Because long coverage groups lead to extra comparisons, we seek to reduce the length of these groups. We achieve this by extracting containing intervals into a second list. In the simple case shown in Figure 1a, we can define the coverage length len of a list interval i as the number of the immediately following intervals (i + 1, i + 2, …) that are covered by interval i; so in Figure 1a $len [1] = 0, len [2] = 1, len [4] = 3$ , etc. Then, we can extract all intervals that have coverage length larger than or equal to a criterion (minimum coverage length MinL). In the above example, we can set MinL = 3 to decompose the list into two sublists, L1 and L2 (Fig. 1b). Then we add MaxE to each L1 and L2 independently and attach L2 to the end of L1 to form an improved AIList with the same size as the original list. The start of the sublists in the new AIList is maintained in a header list hSub. Now in L1 there are only two containment groups, both of length 1, and there is no containment in L2.

For a more complex dataset, the L2 sublist may in turn have long containments, in which case the decomposition is repeated recursively as long as L2 is decomposable. The practical implementation of this decomposition may need to relax our definition of the coverage length len to include more general cases. For example, if $iL [5]$ does not contain $iL [6]$ , but it contains all intervals from $iL [7]$ to $iL [12]$ , we may still want to extract $iL [5]$ . The AIList data structure can accommodate different ways to implement the decomposition depending on how len is defined. In our implementation, we define coverage length $len [i]$ for interval item i as the number of intervals among the next $2 * MinL$ intervals that are covered by interval i. Therefore, to find $len [i]$ we can simply check intervals from $iL [i + 1]$ to $iL [i + 2 * MinL]$ to count how many of them are covered by $iL [i]$ . Limiting the search range to $2 * MinL$ reduces construction time.

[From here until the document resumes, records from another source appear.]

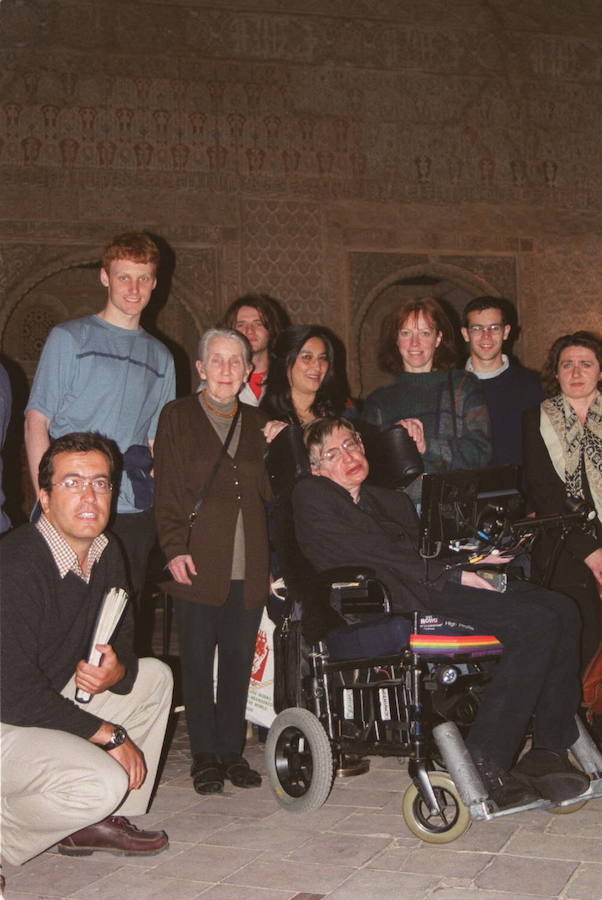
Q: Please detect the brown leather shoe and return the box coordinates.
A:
[58,816,169,856]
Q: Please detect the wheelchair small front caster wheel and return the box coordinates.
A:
[546,800,587,816]
[401,772,470,844]
[265,707,334,813]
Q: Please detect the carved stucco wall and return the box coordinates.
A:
[0,0,602,396]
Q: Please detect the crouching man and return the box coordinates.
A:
[0,433,172,865]
[293,417,589,809]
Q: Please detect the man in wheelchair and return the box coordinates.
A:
[293,417,589,809]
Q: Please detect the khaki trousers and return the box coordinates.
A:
[0,659,173,865]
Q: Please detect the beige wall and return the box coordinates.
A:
[0,0,602,398]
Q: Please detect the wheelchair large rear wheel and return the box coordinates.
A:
[265,708,334,813]
[401,772,470,844]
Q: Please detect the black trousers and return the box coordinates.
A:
[431,582,581,769]
[174,581,262,755]
[110,509,157,603]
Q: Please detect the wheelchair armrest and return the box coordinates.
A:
[317,566,376,587]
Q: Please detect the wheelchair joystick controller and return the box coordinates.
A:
[571,716,602,780]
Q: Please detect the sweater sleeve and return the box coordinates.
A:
[523,407,600,561]
[424,372,492,472]
[0,567,102,739]
[26,326,77,424]
[105,540,138,694]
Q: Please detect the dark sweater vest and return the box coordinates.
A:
[0,525,137,738]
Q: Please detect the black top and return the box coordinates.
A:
[0,525,138,738]
[293,476,449,634]
[523,406,600,590]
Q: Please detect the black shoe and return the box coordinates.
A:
[474,757,541,809]
[190,753,224,794]
[512,747,590,802]
[221,753,261,788]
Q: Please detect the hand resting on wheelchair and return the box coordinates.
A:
[292,417,589,808]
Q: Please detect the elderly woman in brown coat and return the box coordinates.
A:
[154,328,270,794]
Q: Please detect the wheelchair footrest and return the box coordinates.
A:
[410,634,503,657]
[410,614,504,656]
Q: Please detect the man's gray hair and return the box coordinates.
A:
[303,416,359,469]
[197,328,252,366]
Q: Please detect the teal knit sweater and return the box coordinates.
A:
[363,369,492,502]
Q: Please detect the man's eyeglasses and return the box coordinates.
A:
[468,322,504,334]
[320,435,362,462]
[52,478,113,494]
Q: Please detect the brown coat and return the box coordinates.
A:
[154,395,271,609]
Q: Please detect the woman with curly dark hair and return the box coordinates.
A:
[260,325,355,594]
[364,297,492,503]
[261,325,349,425]
[523,331,602,684]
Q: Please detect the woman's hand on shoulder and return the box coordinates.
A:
[167,553,197,584]
[263,419,288,444]
[395,419,426,453]
[583,547,602,599]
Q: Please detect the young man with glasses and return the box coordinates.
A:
[462,297,544,466]
[293,416,589,807]
[0,433,172,865]
[223,294,291,406]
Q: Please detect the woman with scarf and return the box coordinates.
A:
[523,331,602,669]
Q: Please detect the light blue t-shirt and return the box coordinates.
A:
[27,316,175,513]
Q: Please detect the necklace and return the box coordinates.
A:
[201,390,238,419]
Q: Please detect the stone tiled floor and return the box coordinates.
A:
[3,610,602,900]
[4,715,602,900]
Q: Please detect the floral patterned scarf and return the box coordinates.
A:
[540,392,602,521]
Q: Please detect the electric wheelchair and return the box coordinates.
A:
[266,464,602,844]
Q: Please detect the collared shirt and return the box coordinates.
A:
[36,515,109,584]
[464,353,510,379]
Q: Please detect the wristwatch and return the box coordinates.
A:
[99,725,128,750]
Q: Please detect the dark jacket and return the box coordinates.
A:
[154,395,271,609]
[0,525,138,738]
[293,476,448,630]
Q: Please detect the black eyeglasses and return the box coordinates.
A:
[320,435,362,462]
[52,478,113,494]
[468,322,504,334]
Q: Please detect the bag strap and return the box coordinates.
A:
[447,369,458,440]
[186,403,240,549]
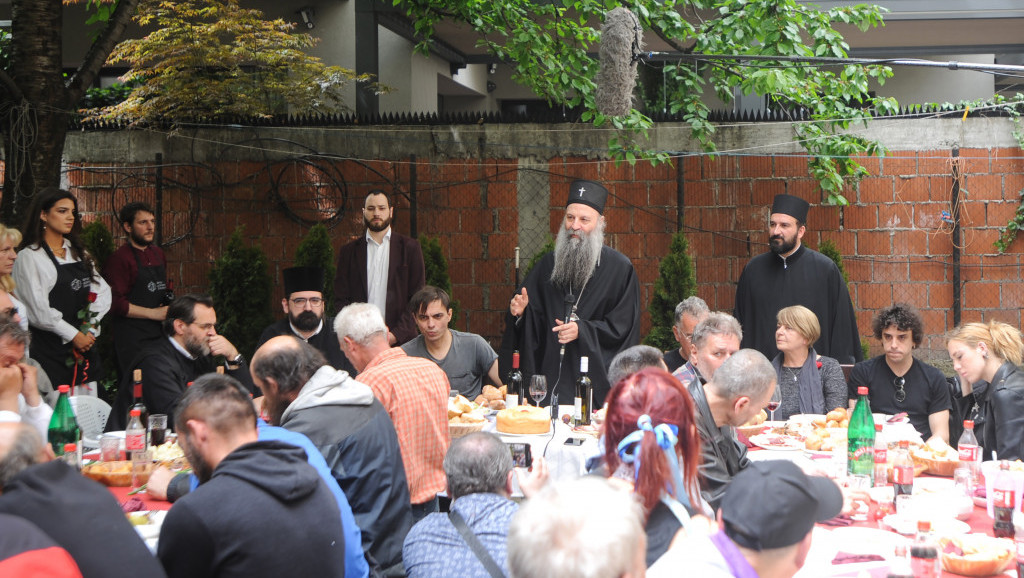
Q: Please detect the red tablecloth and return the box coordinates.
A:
[108,488,171,509]
[831,481,1024,578]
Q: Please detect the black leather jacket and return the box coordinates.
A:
[975,362,1024,460]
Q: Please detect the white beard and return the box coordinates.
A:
[551,224,604,294]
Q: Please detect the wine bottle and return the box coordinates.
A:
[893,440,913,504]
[126,369,150,429]
[992,459,1017,538]
[46,385,82,457]
[575,357,594,425]
[505,352,525,408]
[125,409,145,460]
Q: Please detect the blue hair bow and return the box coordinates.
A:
[616,414,689,504]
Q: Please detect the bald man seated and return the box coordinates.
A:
[0,423,165,578]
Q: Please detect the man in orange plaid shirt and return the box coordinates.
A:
[334,303,451,521]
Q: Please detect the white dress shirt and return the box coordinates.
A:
[367,226,391,318]
[11,239,111,343]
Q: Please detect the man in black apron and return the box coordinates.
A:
[29,243,103,386]
[103,203,172,376]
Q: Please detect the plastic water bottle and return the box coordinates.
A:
[873,423,889,486]
[956,419,981,484]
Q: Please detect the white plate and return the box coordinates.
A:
[495,429,551,438]
[867,486,896,504]
[882,513,971,536]
[913,478,956,495]
[750,434,805,452]
[133,509,167,554]
[831,526,909,559]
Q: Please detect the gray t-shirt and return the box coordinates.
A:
[401,329,498,400]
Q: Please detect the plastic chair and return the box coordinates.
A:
[70,396,111,448]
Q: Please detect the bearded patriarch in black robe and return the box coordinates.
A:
[733,245,863,364]
[501,247,640,408]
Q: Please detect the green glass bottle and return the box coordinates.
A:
[46,385,82,456]
[846,386,874,486]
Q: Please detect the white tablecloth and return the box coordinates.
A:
[484,406,600,480]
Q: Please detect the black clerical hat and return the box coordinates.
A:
[771,195,811,222]
[565,179,608,214]
[281,266,324,297]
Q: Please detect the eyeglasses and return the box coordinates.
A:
[893,376,906,404]
[291,297,324,307]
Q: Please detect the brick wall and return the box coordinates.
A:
[58,128,1024,353]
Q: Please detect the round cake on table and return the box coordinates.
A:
[495,406,551,434]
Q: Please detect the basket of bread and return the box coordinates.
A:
[939,534,1016,576]
[910,438,959,478]
[786,408,850,452]
[449,396,487,440]
[82,460,154,488]
[736,410,768,438]
[473,384,508,410]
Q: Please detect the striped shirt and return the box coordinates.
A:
[358,347,452,504]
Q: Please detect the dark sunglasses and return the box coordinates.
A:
[893,377,906,404]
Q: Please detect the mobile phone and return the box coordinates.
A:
[505,442,534,467]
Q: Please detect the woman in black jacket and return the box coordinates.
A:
[946,321,1024,460]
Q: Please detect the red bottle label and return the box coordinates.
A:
[992,489,1016,508]
[957,446,981,461]
[893,465,913,484]
[125,434,145,452]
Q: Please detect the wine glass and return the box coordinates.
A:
[767,385,782,421]
[529,375,548,407]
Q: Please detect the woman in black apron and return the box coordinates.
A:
[13,188,111,396]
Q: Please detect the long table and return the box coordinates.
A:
[748,450,1017,578]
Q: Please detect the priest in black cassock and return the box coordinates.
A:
[733,195,863,364]
[501,180,640,408]
[256,266,356,377]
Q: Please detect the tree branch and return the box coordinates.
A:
[68,0,139,104]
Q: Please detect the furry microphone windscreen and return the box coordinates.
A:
[595,6,643,117]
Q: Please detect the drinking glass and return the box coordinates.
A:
[529,375,548,407]
[768,385,782,421]
[953,467,974,498]
[846,473,871,522]
[99,435,121,461]
[150,413,167,447]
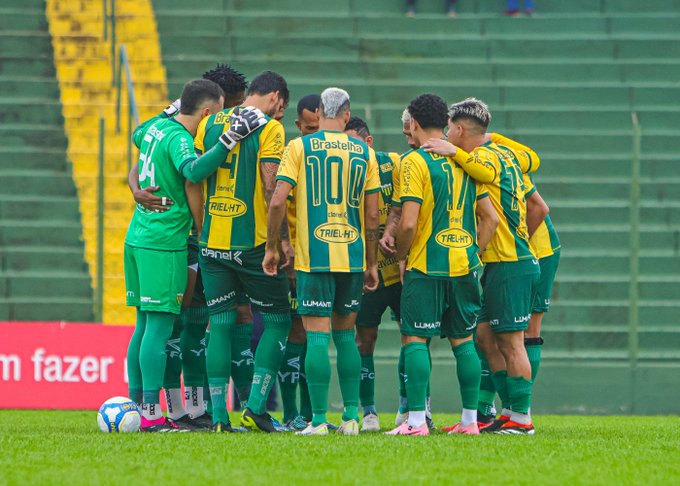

Selection of MinL determines the extent of decomposition, with greater values leading to less decomposition. The optimal MinL differs mildly among datasets (Fig. 2). It is clear from Figure 2 that MinL = 20 is near optimal for datasets we tested, and more importantly, that the runtime is relatively robust to substantial variation in MinL choice, so it is not necessary to find the optimal MinL for each dataset. We have set the default MinL to 20, which results in the number of components nSub being <10 for all the datasets we have tested (see Table 1).

Fig. 2. — Runtime ratio as a function of *MinL* value for four different datasets with a fixed query dataset. Since the runtime for the four different sized datasets differ significantly, each curve is scaled to the runtime of its own at *MinL*=20

Table 1.

Genomic interval datasets used as database or query for performance evaluation

Genomic	File name	N	Average	dcRatio	nSub	nHits
datasets	(.bed format)	(x1000)	width	(%)		(x1000)
Dataset 1	fBrain-DS14718	199	460	0.0	1	321
Dataset 2	exons	439	311	0.2	2	2633
Dataset 3	chainOrnAna1	1957	3688	28.1	6	1 086 692
Dataset 4	chainVicPac2	7684	913	13.1	8	3 892 116
Dataset 5	chainXenTro3Link	50 981	68	7.0	7	18 432 255
Dataset 6	chainMonDom5Link	128 187	70	5.6	7	27 741 145
Dataset 0	chainRn4	2351	2113	22.2	6	1 375 224

Open in a new tab

Note: N is the number of intervals, dcRatio is the ratio of the number of intervals that cover their immediate next over N, nSub is the number of total sublists for AIList, nHits is the number of overlaps with query Dataset 0, Datasets 1 and 2 are from BEDTools, and others are from UCSC.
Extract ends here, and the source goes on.